This text deals with different concepts related with shares. Firstly, it explains that shares, which are also called equities or stocks, give the owner the right to have a share in the company’s dividend and a vote in the annual general meeting (AGM) that varies depending on the size of the investor’s holding. Secondly, the assets of the company are constituted by the available cash the company has, such as land or buildings, and the amount of raw materials and work-in-hand less its liabilities to creditors (borrowings or payments).

Also, the great majority of shares have a nominal value that symbolize the asset value of the company, which means that shares can be sold at a different price from its nominal value, showing the potential income of the business. There are also some non-voting shares represented with the suffix “A” that have the same advantages of other shares except from the right to vote and that consist of providing the control of the business to the family that has started the company. Some of the disadvantages of this type of shares are that they are traded at a lower price and they are becoming old-fashioned.

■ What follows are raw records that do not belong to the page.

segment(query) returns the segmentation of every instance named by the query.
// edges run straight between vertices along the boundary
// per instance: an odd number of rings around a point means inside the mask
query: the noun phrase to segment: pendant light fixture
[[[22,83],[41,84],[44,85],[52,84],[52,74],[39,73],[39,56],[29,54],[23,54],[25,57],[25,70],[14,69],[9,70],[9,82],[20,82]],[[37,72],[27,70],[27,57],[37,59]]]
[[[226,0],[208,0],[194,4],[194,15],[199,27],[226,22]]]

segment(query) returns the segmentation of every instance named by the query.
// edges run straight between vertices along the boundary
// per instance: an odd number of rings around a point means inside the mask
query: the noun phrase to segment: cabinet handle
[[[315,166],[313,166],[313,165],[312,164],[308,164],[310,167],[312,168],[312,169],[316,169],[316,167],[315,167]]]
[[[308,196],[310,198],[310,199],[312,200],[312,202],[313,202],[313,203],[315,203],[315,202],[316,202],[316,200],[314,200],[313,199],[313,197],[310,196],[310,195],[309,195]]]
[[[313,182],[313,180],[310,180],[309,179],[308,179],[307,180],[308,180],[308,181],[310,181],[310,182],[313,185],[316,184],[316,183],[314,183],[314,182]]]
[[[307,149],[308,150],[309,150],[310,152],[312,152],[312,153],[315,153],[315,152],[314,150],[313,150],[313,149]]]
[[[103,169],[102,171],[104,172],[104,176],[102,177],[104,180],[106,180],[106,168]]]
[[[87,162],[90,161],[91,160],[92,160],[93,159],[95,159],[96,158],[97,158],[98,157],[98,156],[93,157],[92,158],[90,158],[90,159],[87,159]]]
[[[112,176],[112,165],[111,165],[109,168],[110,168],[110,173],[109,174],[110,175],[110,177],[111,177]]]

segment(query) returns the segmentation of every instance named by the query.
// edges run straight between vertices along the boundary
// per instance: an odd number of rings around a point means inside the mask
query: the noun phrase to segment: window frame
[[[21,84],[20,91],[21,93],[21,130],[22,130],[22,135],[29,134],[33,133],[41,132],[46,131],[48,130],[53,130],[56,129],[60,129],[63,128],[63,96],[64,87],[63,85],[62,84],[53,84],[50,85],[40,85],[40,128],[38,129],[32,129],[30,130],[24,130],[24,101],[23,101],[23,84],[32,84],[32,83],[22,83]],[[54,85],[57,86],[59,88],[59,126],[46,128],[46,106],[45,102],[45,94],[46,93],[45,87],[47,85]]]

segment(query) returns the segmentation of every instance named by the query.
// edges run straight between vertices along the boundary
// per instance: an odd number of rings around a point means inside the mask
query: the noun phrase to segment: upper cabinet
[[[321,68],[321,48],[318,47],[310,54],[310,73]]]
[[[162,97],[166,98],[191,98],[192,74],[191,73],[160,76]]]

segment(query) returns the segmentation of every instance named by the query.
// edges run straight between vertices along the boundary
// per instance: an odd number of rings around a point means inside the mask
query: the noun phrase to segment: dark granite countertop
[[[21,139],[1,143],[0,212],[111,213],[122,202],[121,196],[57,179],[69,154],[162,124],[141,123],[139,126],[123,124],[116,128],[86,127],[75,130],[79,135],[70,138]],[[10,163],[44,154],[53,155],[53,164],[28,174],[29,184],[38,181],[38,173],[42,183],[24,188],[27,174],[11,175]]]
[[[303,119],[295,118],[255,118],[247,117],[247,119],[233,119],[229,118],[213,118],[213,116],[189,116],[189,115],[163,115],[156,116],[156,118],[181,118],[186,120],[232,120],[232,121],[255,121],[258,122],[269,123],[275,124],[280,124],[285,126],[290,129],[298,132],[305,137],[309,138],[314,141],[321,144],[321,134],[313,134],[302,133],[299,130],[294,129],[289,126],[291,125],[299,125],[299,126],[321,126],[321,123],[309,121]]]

In addition, the dividend of the business is the part of profit that is paid to shareholders, but the company only gives a part of the profit as a dividend, because the rest is used to finance internal growth of the company and to maintain dividends if the business is in decline. The cover of the dividend is the number of times that a company has paid its net dividend.

The P/E Ratio represents how many years of earning per share (earnings divided by the number of shares) at the current share price would be necessary to pay for the share but not all the profits are paid as dividend so companies hope dividends will rise each year in order to reduce the repayment time of the share price.

Finally, another important concept is the yield, which reflects a net percentage of the current share price and that is different in each country. The yields in each country are lower than the interest in local bonds because bonds are considered to be safer.